I choose to come to the City of Rocks as a transition into retirement. After 40 years of working an established job with deadlines, meetings, massive amount of emails, and my life ruled by my Outlook calendar, my friend Jan strongly recommended that I don’t start my retirement at home. Start with some structure she recommended. Leave. So I started looking for a trip to take and opportunities to volunteer. The results of my search; is coming to the City of Rocks. I give geology tours and hang around Register Rock telling stories about the California Trail for those that stop by. Plus I walk trails in uniform answering questions. A perfect transition to retirement.
I use to work in a high rise climate controlled building. My new offices are different.
One of my volunteer tasks is to explain the California Trail and share information. What I explain is that the trip was an arduous undertaking. Many made the trip and encountered death and personal losses. Others were lucky and only encountered an extreme physical adventure.
Daniel Tickner recorded his name on Register Rock in the City of Rocks while making a trip. Research has uncovered his unusual story of crossing the land on the California Trail three times.
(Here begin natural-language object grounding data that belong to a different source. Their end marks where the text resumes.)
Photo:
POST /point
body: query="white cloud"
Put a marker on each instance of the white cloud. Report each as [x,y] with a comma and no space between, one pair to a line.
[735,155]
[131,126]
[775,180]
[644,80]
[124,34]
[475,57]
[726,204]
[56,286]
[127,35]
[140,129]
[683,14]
I’m here – at the City of Rocks National Reserve and Castle Rocks State Park – at the end of the pavement. I arrived here during a snow squall, it seemed perfect to me. I left home to live a different life for a month; snow the last day of April was a welcoming sign that life would be different here. The area is a simple place where most livelihood is ranching. It is a place without distractions. A place where one can make their life what they want it to be.